On Tuesday, October 9, 2012 10:06:15 PM UTC-4, Greg Heath wrote:
> Newsgroups: comp.ai.neural-nets
>
> From: TomH488 <
tom...@gmail.com>
>
> Date: Fri, 5 Oct 2012 16:01:15 -0700 (PDT)
>
> Local: Fri, Oct 5 2012 7:01 pm
>
> Subject: Input Pre-Processing
>
> >On Oct 5, 7:01 pm, TomH488 <
tom...@gmail.com> wrote:
>
> > Greg,
>
> >
>
> > First, I have read your robust list of what to do.
>
>
>
> What list?
>
"Search the CANN Google Group archives
greg heath pre training advice"
its in there (!) and perhaps one of the most useful accumulations of information yet.
>
>
> > There are a few procedures that I have questions about:
>
> > __________________
>
> >
>
> > YOUR ITEM #4: Use the data matrix correlation coefficient matrix CC=COFFCOEF(Z) to identify:
>
> > a. undesirable low corr between y and col of x.
>
> > b. undesirable high corr between col of x.
>
> >
>
> > Either one is not too bad a thing to do by hand, but doing both "by eye" is a bit much. I'm working with 186 inputs that I need to cull down.
>
>
>
> I don't know what you mean "by eye"?
>
When you have to make a compromise selection such as not so bad Cxx yet not so good Cxy, do you keep or cull? Besides, I have no idea how to make that decision quantitatively anyhow - my guess it depends on the model which makes it empirical.

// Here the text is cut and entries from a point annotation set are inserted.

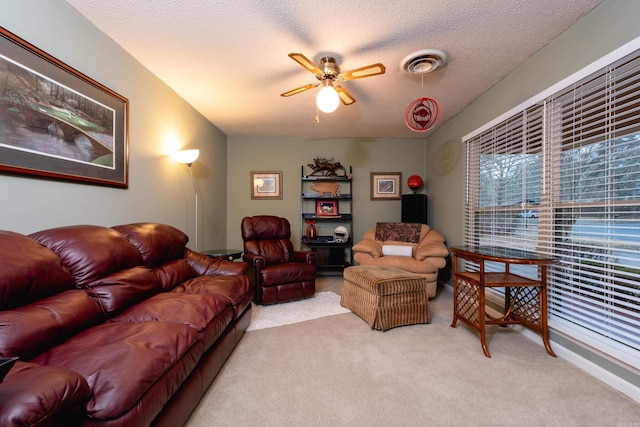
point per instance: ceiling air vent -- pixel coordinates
(424, 61)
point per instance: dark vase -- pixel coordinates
(312, 233)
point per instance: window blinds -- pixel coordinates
(562, 177)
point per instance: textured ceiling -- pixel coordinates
(229, 58)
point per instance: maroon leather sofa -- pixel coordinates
(120, 326)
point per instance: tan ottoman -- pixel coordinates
(385, 297)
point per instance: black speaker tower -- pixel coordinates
(414, 208)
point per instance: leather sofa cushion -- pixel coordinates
(89, 251)
(157, 243)
(120, 290)
(29, 271)
(284, 273)
(28, 330)
(236, 289)
(120, 362)
(209, 314)
(174, 272)
(31, 393)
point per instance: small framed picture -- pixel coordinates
(385, 185)
(266, 185)
(326, 208)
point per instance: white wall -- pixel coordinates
(289, 154)
(159, 189)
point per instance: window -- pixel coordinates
(562, 176)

Or can the decision be calculated?
>
>
> The documentation explains how to use additional confidence/
>
> significance level outputs to quantify the significance of the 186
>
> input-output linear correlations and the 186*185/2 input-input cross
>
> correlations.
>
First, just so I know we're talking about the same thing, I call
Cxx the input-input cross corr which are probably bad if near 1.0
Cxy the in-out linear corr which are of no value if near 0.0
Are you now referring to "Steps 7 & 8"
7) Test the strength of combined linear I/O correlations by calculating the mean square errors, and
8) If I/O correlations are sufficiently high, the training goal MSE = 0.01*MSE0 is reasonable
The don't exactly understand the notation, but I get the idea we're talking about training the network with a single input column and a simplified y (mean, linear regression line, ???) ??? I really have no idea here, especially how to interpret the results.
Again, NO hablo MATLAB
>
>
> help corrcoef
>
> doc corrcoef
>
>
>
> If input cross correlations are significant you might want to
>
> immediately remove some of the "redundant" variables or transform the
>
> inputs to be uncorrelated.
>
My "independent" culls (based on Cxx only or Cxy only) consist of omitting Cxx above 0.8, and Cxy within .05 of zero. The philosophy is that these are so bad, it doesn't matter how good the other C.. would have been.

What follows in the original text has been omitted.